Noorse liefde 2
Och Heden – 12 maart 2023

Toen Sissel weer terug was naar Noorwegen – we hebben het over 1967 – schreven we elkaar dus dagelijks en vaak ook ging er iets extra’s de een of andere kant op. Een zelf geëmailleerd asbakje, een plaat, maar vooral foto’s deden het goed. Allereerst waren er natuurlijk de foto’s die Karense en Sissel hadden gemaakt toen ze in Nederland waren. Die waren in Noorwegen ontwikkeld en afgedrukt en daarvan kreeg ik dan wat exemplaren. Maar ik kreeg ook kinderfoto’s van Sissel en een portret van haar met haar ouders en haar broer. Dat is me bij latere vriendinnetjes niet overkomen.

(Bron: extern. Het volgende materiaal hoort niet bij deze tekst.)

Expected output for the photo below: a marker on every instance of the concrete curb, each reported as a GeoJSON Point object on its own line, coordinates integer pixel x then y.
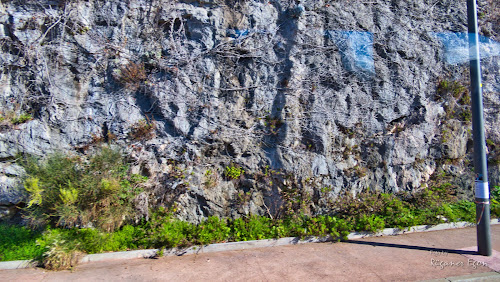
{"type": "Point", "coordinates": [232, 246]}
{"type": "Point", "coordinates": [486, 276]}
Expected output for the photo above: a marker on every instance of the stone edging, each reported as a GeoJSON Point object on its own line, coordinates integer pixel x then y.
{"type": "Point", "coordinates": [243, 245]}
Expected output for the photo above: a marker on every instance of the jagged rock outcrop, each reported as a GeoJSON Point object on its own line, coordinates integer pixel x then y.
{"type": "Point", "coordinates": [309, 98]}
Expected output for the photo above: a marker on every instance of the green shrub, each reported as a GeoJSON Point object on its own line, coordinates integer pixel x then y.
{"type": "Point", "coordinates": [59, 252]}
{"type": "Point", "coordinates": [212, 230]}
{"type": "Point", "coordinates": [22, 118]}
{"type": "Point", "coordinates": [75, 192]}
{"type": "Point", "coordinates": [252, 228]}
{"type": "Point", "coordinates": [233, 172]}
{"type": "Point", "coordinates": [18, 243]}
{"type": "Point", "coordinates": [371, 223]}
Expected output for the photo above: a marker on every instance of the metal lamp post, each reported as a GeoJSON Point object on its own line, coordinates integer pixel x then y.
{"type": "Point", "coordinates": [482, 195]}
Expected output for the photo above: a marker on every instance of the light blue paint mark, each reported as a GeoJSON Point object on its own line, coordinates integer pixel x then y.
{"type": "Point", "coordinates": [456, 46]}
{"type": "Point", "coordinates": [356, 50]}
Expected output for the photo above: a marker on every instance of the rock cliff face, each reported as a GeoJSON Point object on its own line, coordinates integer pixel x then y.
{"type": "Point", "coordinates": [301, 100]}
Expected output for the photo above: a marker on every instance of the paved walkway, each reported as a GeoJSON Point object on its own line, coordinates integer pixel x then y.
{"type": "Point", "coordinates": [409, 257]}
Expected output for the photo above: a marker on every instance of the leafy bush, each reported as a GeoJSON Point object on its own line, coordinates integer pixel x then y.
{"type": "Point", "coordinates": [212, 230]}
{"type": "Point", "coordinates": [74, 192]}
{"type": "Point", "coordinates": [252, 228]}
{"type": "Point", "coordinates": [60, 253]}
{"type": "Point", "coordinates": [142, 130]}
{"type": "Point", "coordinates": [18, 242]}
{"type": "Point", "coordinates": [22, 118]}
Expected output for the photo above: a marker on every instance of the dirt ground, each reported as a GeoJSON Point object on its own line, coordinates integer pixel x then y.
{"type": "Point", "coordinates": [409, 257]}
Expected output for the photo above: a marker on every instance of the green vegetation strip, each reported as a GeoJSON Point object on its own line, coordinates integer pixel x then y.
{"type": "Point", "coordinates": [67, 193]}
{"type": "Point", "coordinates": [163, 230]}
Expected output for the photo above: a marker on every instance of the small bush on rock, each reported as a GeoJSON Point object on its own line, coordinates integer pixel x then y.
{"type": "Point", "coordinates": [76, 192]}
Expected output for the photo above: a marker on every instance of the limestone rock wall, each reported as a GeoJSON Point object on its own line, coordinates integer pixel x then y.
{"type": "Point", "coordinates": [309, 98]}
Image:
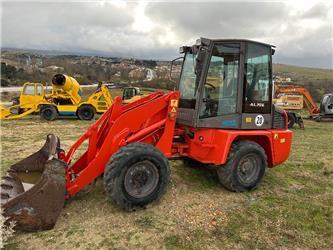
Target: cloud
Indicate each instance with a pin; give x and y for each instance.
(301, 31)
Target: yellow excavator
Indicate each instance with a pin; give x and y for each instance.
(65, 99)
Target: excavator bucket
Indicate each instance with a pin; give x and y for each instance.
(33, 190)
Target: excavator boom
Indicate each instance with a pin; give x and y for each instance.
(295, 89)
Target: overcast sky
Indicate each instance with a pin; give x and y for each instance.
(301, 30)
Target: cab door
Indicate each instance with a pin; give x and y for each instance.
(257, 89)
(218, 101)
(31, 94)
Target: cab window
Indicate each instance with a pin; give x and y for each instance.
(220, 89)
(29, 90)
(257, 81)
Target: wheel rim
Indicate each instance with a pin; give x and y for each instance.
(141, 179)
(86, 113)
(249, 169)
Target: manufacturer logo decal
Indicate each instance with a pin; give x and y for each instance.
(259, 120)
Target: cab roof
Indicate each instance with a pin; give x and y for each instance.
(207, 41)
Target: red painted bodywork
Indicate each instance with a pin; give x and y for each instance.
(152, 120)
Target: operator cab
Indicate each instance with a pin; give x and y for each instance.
(226, 83)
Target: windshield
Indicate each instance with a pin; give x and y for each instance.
(187, 82)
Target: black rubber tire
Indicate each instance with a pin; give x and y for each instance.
(48, 112)
(124, 160)
(229, 174)
(86, 112)
(291, 120)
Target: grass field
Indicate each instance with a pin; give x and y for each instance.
(292, 208)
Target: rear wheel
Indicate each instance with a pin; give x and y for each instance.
(136, 175)
(245, 167)
(85, 112)
(48, 112)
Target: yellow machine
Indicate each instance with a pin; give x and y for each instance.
(290, 102)
(65, 99)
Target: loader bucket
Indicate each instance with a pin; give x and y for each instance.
(33, 190)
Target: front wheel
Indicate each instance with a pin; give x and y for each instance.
(136, 175)
(245, 167)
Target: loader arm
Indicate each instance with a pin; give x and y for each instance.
(153, 120)
(308, 100)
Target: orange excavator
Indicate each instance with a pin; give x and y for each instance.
(325, 111)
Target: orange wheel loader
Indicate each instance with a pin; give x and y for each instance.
(221, 115)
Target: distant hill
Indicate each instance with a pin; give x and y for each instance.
(317, 81)
(20, 65)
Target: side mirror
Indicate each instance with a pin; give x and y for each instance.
(171, 67)
(129, 92)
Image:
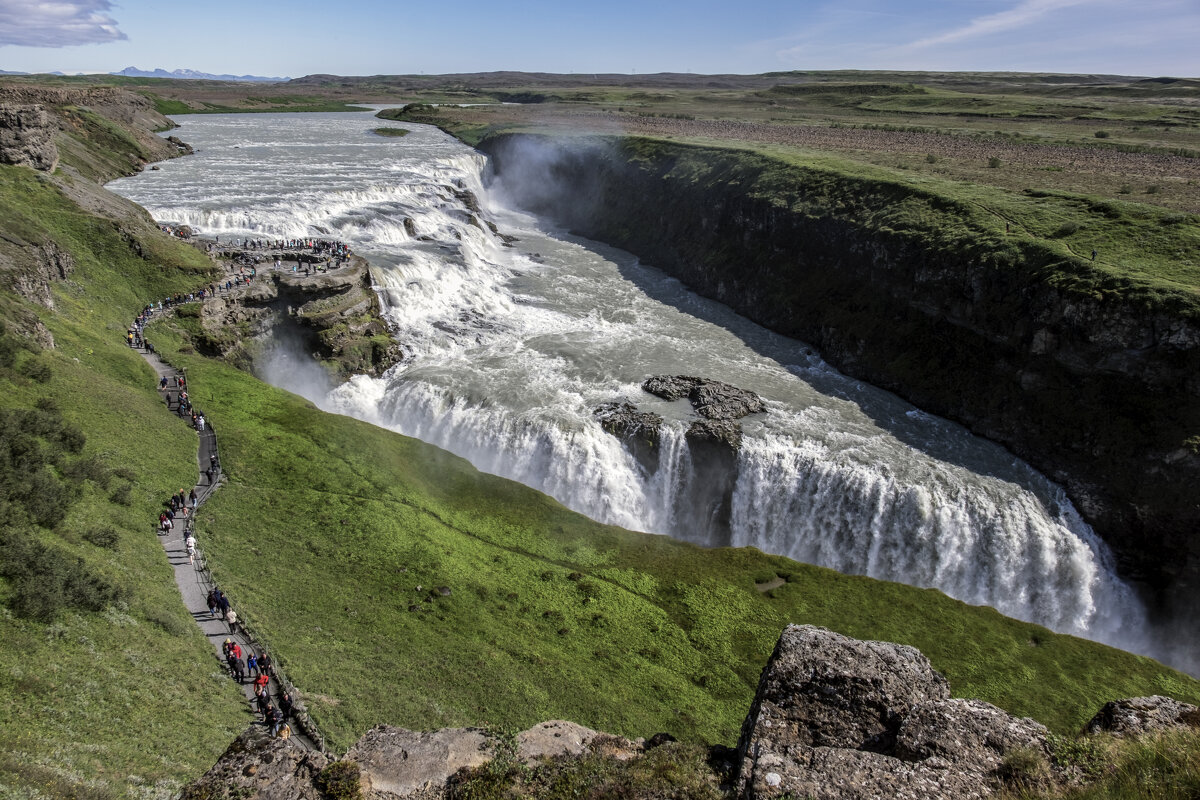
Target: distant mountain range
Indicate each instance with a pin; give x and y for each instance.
(192, 74)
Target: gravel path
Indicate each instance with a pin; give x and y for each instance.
(193, 579)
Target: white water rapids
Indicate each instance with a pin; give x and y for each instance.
(511, 348)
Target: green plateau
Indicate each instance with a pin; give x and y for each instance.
(393, 581)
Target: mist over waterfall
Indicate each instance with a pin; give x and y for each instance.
(511, 346)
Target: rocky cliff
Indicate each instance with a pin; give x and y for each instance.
(57, 146)
(1092, 378)
(333, 314)
(834, 719)
(95, 132)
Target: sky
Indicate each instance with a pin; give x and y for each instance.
(360, 37)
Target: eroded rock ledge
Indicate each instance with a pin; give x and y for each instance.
(834, 719)
(334, 314)
(713, 443)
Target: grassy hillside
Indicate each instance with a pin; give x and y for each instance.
(336, 539)
(106, 685)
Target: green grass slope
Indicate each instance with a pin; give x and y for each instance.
(335, 537)
(107, 689)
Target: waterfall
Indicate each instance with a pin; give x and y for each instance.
(511, 348)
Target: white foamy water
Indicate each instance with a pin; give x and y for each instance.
(511, 348)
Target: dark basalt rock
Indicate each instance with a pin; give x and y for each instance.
(27, 137)
(837, 719)
(713, 400)
(1138, 715)
(715, 432)
(641, 431)
(183, 146)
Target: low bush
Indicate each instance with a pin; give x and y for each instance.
(105, 537)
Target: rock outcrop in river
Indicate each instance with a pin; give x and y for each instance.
(335, 314)
(713, 440)
(1089, 377)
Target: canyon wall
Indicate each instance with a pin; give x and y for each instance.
(1091, 377)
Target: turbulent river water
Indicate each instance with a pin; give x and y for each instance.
(511, 348)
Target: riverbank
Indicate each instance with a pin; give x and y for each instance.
(967, 305)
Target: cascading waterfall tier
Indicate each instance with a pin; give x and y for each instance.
(513, 347)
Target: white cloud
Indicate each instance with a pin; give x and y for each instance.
(1023, 14)
(57, 23)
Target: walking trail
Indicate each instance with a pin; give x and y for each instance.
(193, 579)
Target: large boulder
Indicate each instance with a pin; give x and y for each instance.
(256, 765)
(840, 719)
(27, 137)
(713, 400)
(1139, 715)
(400, 763)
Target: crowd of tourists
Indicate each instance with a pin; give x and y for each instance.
(243, 661)
(330, 247)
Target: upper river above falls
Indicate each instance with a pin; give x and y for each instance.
(510, 349)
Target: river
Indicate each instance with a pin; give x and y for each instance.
(510, 348)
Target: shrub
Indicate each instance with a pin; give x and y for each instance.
(47, 579)
(1026, 770)
(106, 537)
(123, 495)
(37, 371)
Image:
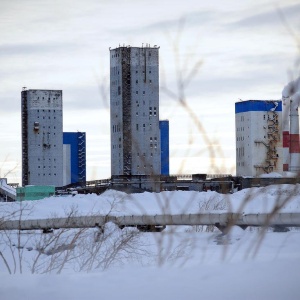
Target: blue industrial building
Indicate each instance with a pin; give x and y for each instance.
(164, 144)
(74, 157)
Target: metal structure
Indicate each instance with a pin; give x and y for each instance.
(74, 157)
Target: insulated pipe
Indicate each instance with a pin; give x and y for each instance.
(294, 134)
(286, 134)
(217, 219)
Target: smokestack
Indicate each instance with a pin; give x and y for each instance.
(290, 129)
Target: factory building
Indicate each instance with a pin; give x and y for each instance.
(290, 131)
(134, 108)
(42, 135)
(74, 156)
(164, 144)
(258, 137)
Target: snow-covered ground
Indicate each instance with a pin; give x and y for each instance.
(179, 263)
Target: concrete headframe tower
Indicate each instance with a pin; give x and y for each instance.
(42, 137)
(134, 107)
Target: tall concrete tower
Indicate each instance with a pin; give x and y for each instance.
(134, 111)
(42, 137)
(258, 137)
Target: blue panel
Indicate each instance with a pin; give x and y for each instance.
(257, 105)
(164, 144)
(77, 140)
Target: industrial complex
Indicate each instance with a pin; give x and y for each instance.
(267, 139)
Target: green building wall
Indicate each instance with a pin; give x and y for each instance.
(34, 192)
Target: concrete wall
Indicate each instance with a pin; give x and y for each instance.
(134, 99)
(258, 137)
(42, 137)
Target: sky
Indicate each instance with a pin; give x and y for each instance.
(221, 52)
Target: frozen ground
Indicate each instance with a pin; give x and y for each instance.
(179, 263)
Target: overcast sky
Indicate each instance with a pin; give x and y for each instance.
(237, 49)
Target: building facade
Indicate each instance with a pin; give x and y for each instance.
(164, 145)
(42, 137)
(134, 111)
(258, 137)
(74, 150)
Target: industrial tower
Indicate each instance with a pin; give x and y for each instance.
(42, 137)
(258, 137)
(134, 111)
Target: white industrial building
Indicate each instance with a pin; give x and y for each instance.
(258, 137)
(42, 137)
(134, 108)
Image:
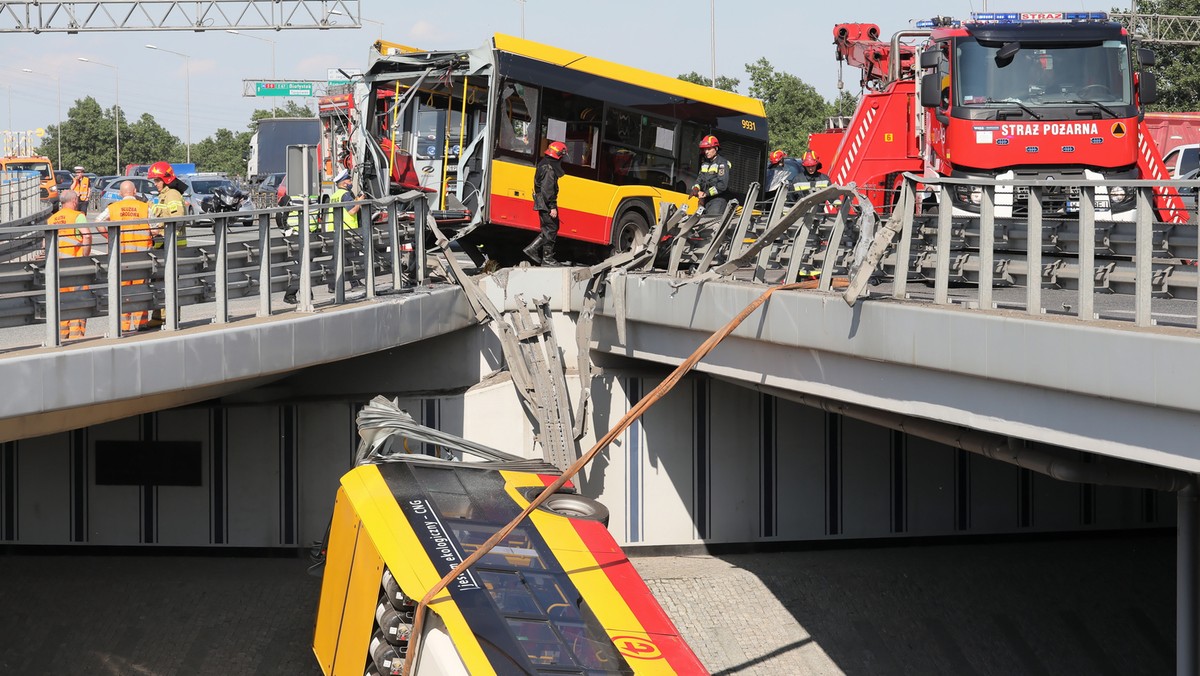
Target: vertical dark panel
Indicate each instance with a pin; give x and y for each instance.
(9, 468)
(899, 443)
(769, 464)
(634, 465)
(701, 456)
(1025, 496)
(288, 460)
(217, 479)
(149, 494)
(78, 485)
(961, 490)
(833, 474)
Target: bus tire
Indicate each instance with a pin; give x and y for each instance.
(629, 229)
(575, 506)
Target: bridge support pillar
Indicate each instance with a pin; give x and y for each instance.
(1187, 574)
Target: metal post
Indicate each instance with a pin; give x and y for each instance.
(420, 215)
(1143, 257)
(1187, 568)
(397, 257)
(264, 265)
(53, 310)
(942, 273)
(222, 273)
(114, 281)
(1087, 257)
(1033, 253)
(366, 226)
(305, 298)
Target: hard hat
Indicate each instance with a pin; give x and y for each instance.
(161, 171)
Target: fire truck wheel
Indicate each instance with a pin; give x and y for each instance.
(574, 506)
(629, 229)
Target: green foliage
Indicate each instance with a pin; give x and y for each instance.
(795, 109)
(1179, 65)
(222, 151)
(723, 82)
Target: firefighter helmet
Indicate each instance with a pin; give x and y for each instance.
(161, 171)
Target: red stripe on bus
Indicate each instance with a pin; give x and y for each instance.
(636, 593)
(519, 213)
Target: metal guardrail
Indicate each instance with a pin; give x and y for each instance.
(229, 268)
(989, 262)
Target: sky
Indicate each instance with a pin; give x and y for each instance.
(665, 36)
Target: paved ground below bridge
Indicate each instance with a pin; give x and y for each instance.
(1103, 605)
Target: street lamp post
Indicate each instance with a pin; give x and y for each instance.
(58, 105)
(117, 106)
(187, 94)
(274, 113)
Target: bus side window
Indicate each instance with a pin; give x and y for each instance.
(517, 118)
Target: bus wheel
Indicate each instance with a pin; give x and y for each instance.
(629, 229)
(574, 506)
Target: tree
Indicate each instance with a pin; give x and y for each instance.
(795, 109)
(726, 83)
(1177, 65)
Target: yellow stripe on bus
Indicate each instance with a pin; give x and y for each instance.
(407, 558)
(588, 578)
(618, 72)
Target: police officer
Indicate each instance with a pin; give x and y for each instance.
(545, 201)
(713, 183)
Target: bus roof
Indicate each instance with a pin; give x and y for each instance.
(600, 67)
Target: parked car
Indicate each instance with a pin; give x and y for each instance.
(109, 190)
(199, 186)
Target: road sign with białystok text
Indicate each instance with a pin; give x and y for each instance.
(282, 89)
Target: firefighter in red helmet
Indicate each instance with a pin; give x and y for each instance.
(713, 183)
(545, 202)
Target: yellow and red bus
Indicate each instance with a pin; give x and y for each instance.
(557, 596)
(468, 126)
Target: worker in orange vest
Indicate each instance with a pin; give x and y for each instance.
(73, 243)
(82, 185)
(133, 238)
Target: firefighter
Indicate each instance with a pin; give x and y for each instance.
(713, 183)
(73, 243)
(545, 202)
(133, 238)
(810, 178)
(82, 186)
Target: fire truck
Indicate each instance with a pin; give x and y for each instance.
(1008, 96)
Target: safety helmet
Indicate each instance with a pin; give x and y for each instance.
(161, 171)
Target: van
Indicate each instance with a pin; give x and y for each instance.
(1182, 160)
(49, 191)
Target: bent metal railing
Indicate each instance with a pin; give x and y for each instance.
(982, 261)
(231, 267)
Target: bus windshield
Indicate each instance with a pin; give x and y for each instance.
(1043, 75)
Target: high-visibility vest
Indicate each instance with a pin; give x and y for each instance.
(83, 186)
(133, 238)
(349, 221)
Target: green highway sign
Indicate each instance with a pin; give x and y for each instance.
(282, 89)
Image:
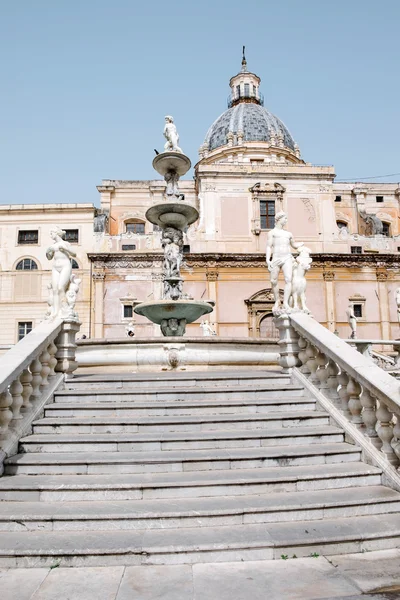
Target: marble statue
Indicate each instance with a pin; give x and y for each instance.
(207, 328)
(374, 223)
(173, 327)
(64, 284)
(397, 292)
(171, 135)
(279, 257)
(301, 265)
(352, 320)
(172, 242)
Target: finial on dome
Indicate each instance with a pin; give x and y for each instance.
(244, 62)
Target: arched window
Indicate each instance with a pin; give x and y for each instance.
(341, 224)
(268, 329)
(134, 227)
(26, 264)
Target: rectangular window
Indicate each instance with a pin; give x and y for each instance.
(135, 227)
(267, 214)
(128, 311)
(24, 327)
(72, 235)
(28, 237)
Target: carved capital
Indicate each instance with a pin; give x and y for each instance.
(98, 276)
(329, 275)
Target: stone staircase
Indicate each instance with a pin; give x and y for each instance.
(188, 467)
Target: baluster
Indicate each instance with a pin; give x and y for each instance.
(17, 399)
(369, 417)
(333, 382)
(322, 373)
(312, 364)
(26, 380)
(302, 343)
(44, 359)
(385, 432)
(5, 412)
(36, 369)
(343, 395)
(52, 349)
(396, 438)
(354, 404)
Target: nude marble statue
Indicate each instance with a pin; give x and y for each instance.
(279, 257)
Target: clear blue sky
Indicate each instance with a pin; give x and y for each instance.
(86, 84)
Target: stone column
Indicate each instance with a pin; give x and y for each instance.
(98, 292)
(212, 277)
(381, 277)
(329, 277)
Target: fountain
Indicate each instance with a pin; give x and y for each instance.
(173, 215)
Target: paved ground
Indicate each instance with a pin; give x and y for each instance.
(372, 575)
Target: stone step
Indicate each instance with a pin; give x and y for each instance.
(179, 423)
(194, 484)
(195, 545)
(177, 379)
(174, 461)
(101, 442)
(150, 394)
(195, 512)
(86, 408)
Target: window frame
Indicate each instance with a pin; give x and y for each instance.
(19, 323)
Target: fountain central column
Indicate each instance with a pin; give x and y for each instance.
(173, 215)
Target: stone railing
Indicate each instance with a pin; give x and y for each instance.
(29, 374)
(387, 362)
(363, 393)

Ook ik stuurde kinderfoto’s van mezelf, maar zo raakte ik ook de foto kwijt waarop ik als driejarig jongetje met een kwast in de hand tegen mijn tranen sta te vechten voor het oog van de camera van de schoolfotograaf. Inderdaad, ik was drie toen ik naar de kleuterschool ging.
Het heeft veel tijd en geduld gekost voor die foto er kwam en ik kan nog de wanhoop meevoelen die ik toen voelde. Daar hoef ik niet mijn best voor te doen, dat gevoel komt spontaan. Mijn grote zus van tien was daar speciaal voor naar de kleuterschool gekomen. Ze stond voorover gebogen half achter de fotograaf en lachte naar me, praatte op me in. Iedereen lachte me bemoedigend toe en dat maakte het alleen maar erger. En toen werd dus de foto gemaakt met dat hartverscheurend zielige jongetje.
‘Nu is het al gebeurd,’ had de fotograaf gezegd. ‘Dat was alles.’ Wat was ik opgelucht.
Daarna vroeg de fotograaf of hij nog een foto mocht maken. Die werd misschien wel mooier en leuker, zei hij.
Op die tweede foto ben ik weliswaar nog steeds geen toonbeeld van een relaxt fotomodel, maar van de wanhoop van de vorige foto is daarop weinig meer te merken. De fotograaf had gelijk.
Desondanks bleef de eerste foto de beste van de twee. En die stuurde ik dus ook naar Noorwegen. De tweede vind je nog in mijn eigen voorraad.
Ik heb daar later veel van geleerd: schenk je hart onvoorwaardelijk aan een ander, maar geef nooit kinderfoto’s weg.
De meeste foto’s van Sissel en al haar brieven heb ik later, in tijden van een andere liefde weggedaan. Zo zal het ook gegaan zijn met de zielige peuter met die kwast in zijn hand.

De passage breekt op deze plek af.